The Lord then said to Francis: “What you ask, Brother Francis, is great but you are worthy of greater things and greater things you will have. I thus accept your prayer, but on the understanding that you ask my vicar on earth, in my name, for this indulgence.”
Francis immediately went to Pope Honorius who listened attentively and gave his approval. To the question, “Francis, for how many years do you wish this indulgence?” the saint replied: “Holy Father, I do not ask for years, but for souls.”
And thus, on August 2, 1216, together with the bishops of Umbria, he announced to the people gathered at the Porziuncula: “My brothers, I want to send all of you to Heaven.”
Francis gathered his brother Franciscans here every year in a general chapter to discuss the Rule of the Order, to be renewed in their work and to awaken in themselves a new fervor in bringing the Gospel to the world.
It is also the site of St. Francis’ death.
” He was at that time dwelling in the palace of the Bishop of Assisi, and therefore he asked the brethren to carry him with all speed to the “place” of St. Maria de Portiuncula, for he wished to give back his soul to God there, where (as has been said) he first knew the way of the truth perfectly….
…Then, for that he was about to become dust and ashes, he bade that he should be laid on sackcloth and sprinkled with ashes.
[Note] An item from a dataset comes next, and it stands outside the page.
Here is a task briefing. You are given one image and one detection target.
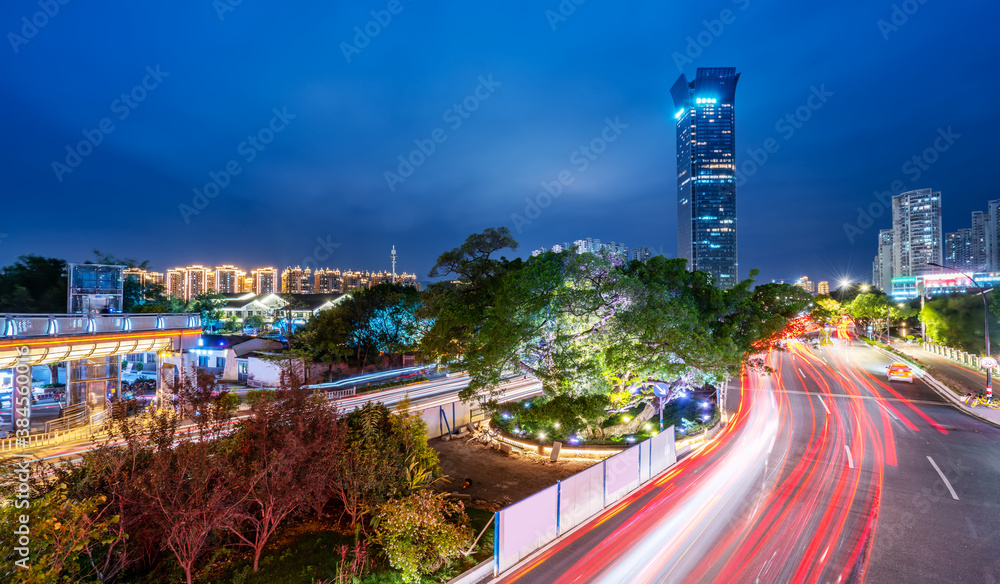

All the brethren (whose father and leader he was) came together, and, as they stood reverently by and awaited his blessed departure and happy consummation, his most holy soul was released from the flesh and absorbed into the abyss of light, and his body fell asleep in the Lord. But one of his brethren and disciples, a man of no small fame, whose name I think it right to suppress now because while he lives in the flesh he chooses not to glory in such an announcement, saw the soul of the most holy father ascending over many waters in a straight course to heaven, and his soul was as it were a star having in some sort the bigness of the moon and possessing somewhat of the brightness of the sun, and borne up by a little white cloud.
It is also the spot where, according to her Spiritual Autobiography, Simone Weil prayed for the first time. From John Paul II’s letter on the occasion of the re-opening of the Porziuncola after the 1996 earthquake.
The little church of the Porziuncola preserves and hands on a message and a special grace deriving from the actual experiences of the Poverello of Assisi. Message and grace still continue, and form a powerful summons to any who will allow themselves to be drawn by his example. This is borne out by the witness of Simone Weil, a daughter of Israel who fell under the spell of Christ: “Alone in the tiny romanesque chapel of St Mary of the Angels, a unique wonder of purity in which Francis had often prayed, I experienced a force greater than myself that drove me, for the first time in my life, to my knees”
The Porziuncola plays a part, naturally, in Adventures in Assisi. It provides a climax of sorts, in the story in which the two children have walked in the footsteps of St. Francis, both literally and spiritually, having learned some lessons about humility and poverty of spirit.
Ann Engelhart found it a challenge to do a painting in which the scale of the small chapel in the huge basilica was evident, but still include the children. But I think she did a great job!